An historic altar salvaged by troops from the Royal Electrical and Mechanical Engineers (REME) in 1945 has been rededicated in a ceremony at Talbot House, West Flanders, Belgium, having been recently rediscovered following its disappearance 50 years ago.

In 1944, the British soldiers uncovered the simple wooden altar in the ruins of a bombed-out Normandy church and subsequently gifted it to a soldiers’ club called Talbot House the following year. The altar went missing in 1965. 

To be part of this historical event over the VE weekend marked a very special occasional and it was a privilege to be able to return the Dunkirk Altar back to Talbot House,” Corporal Steven Holt, Armourer

More than half a century later, the recently rediscovered alter has been blessed during a short ceremony upon its return to Talbot House. The altar was delivered by a WWII Dodge Jeep, from Brewery Feys where it was found, 15 kilometres away.

It was met by serving REME soldiers Corporal Steven Holt and Corporal Ryan Morrison and Padre Captain Nia Williams, of the European Joint Support Unit, who blessed the altar during a short service in the garden of Talbot House, which is now a museum at the former rest and recreation centre used by British forces during both World Wars.

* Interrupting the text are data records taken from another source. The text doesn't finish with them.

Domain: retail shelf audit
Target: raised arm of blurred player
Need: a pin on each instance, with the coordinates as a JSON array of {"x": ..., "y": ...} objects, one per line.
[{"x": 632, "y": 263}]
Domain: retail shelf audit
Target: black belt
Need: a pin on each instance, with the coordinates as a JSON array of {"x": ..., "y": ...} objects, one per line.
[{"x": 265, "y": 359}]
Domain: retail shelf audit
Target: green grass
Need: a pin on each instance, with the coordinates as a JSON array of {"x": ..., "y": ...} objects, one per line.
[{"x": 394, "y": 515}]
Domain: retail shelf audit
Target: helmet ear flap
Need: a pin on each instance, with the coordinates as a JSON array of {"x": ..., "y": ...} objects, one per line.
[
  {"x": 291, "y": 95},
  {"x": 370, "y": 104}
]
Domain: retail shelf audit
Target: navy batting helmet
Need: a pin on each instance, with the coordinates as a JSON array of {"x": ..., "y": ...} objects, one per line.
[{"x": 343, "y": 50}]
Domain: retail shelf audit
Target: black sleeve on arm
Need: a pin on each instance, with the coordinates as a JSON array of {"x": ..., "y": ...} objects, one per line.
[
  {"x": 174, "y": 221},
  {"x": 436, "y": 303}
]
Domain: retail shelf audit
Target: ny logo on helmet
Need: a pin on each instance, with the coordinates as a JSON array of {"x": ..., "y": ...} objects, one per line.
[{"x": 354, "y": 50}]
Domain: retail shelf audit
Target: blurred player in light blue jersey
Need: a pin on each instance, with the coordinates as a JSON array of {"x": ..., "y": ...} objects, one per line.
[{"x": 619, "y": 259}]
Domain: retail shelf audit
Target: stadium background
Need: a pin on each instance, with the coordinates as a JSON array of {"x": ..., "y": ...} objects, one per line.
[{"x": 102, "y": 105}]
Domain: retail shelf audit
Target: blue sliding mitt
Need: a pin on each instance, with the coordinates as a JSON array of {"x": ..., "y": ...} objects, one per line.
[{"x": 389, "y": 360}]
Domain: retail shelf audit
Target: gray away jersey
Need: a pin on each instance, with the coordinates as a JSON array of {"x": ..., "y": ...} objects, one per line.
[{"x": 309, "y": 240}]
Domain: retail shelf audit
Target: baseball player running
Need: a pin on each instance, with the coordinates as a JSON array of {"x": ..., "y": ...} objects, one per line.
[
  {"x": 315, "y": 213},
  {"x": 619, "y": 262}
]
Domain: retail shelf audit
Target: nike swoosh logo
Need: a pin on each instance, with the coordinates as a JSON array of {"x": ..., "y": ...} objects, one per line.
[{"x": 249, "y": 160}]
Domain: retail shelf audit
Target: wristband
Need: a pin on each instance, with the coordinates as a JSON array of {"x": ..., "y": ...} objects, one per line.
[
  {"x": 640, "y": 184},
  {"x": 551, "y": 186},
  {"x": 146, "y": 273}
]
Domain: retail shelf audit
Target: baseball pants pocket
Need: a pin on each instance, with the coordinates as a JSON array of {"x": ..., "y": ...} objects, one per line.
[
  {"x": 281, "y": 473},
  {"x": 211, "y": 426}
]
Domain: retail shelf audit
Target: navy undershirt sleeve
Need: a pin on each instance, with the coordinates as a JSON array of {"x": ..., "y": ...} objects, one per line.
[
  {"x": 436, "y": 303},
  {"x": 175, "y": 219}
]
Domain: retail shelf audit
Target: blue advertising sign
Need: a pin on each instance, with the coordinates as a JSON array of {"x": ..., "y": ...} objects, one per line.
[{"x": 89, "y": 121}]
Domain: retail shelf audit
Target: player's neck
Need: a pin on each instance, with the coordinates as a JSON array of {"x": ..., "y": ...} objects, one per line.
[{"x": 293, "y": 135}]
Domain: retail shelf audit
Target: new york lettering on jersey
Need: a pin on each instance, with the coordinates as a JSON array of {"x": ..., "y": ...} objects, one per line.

“It is a great honour to attend any historical or remembrance event as a serving soldier, but it has greater meaning when it’s your own cap badge involved,” said Corporal Steven Holt, an Armourer at the European Joint Support Unit SHAPE, based in Mons, Belgium.

“To be part of this historical event over the VE weekend marked a very special occasional and it was a privilege to be able to return the Dunkirk Altar back to Talbot House,” he said.

George Sutherland, a famous local WWII veteran who was a member of the British Expeditionary Force in Flanders in 1945, was also welcomed to the ceremony, which saw historic vehicles and reenactors taking part.

Talbot House

The renowned West Flanders ‘home from home’ for British soldiers during the First World War, was occupied by German Forces for much of World War Two.

Germans occupiers arrested the British chaplains and the Belgian wardens were forced to leave the house. But, not before all the artefacts and treasures were hidden away by the local board members and volunteers.

In July 1944, troops from the REME set up three advanced workshops in Caen. One of them, the 22nd Advanced Base Workshop, was specialised in tank maintenance. In the bombed church of Saint-Étienne-le-Vieux, they salvaged the altar, which they used for their chapel.

Corporal Holt said: “History shows that it would have been a very difficult period for REME soldiers based around the French city of Caen. Along with the high workload of repairing equipment, they were also having to cannibalise and salvage parts of wreckages whilst witnessing Caen being bombed in the backdrop.

“Being under siege and working all hours to keep the punch in the Army’s fist really showcases the REME esprit de corps.”

When the soldiers moved to Lot near Brussels in March 1945, their Chaplain Padre Richard Tuesday received the altar as a gift for his new chapel. The connection with Talbot House came about - after the German occupiers had moved on - through visits by the British soldiers to the club. Services would be held in the chapel in an upstairs room.

When the British soldiers left Lot, they donated the altar to Talbot House “as a memorial to our comrades who gave their lives in the battles of Normandy and Germany, June 6, 1944-May 8, 1945”. The altar became known as the Dunkirk Altar in memory of the evacuation in 1940 and the Battle of Dunkirk in 1945.

Following its rededication, the altar will be renovated and put it back on display in the museum.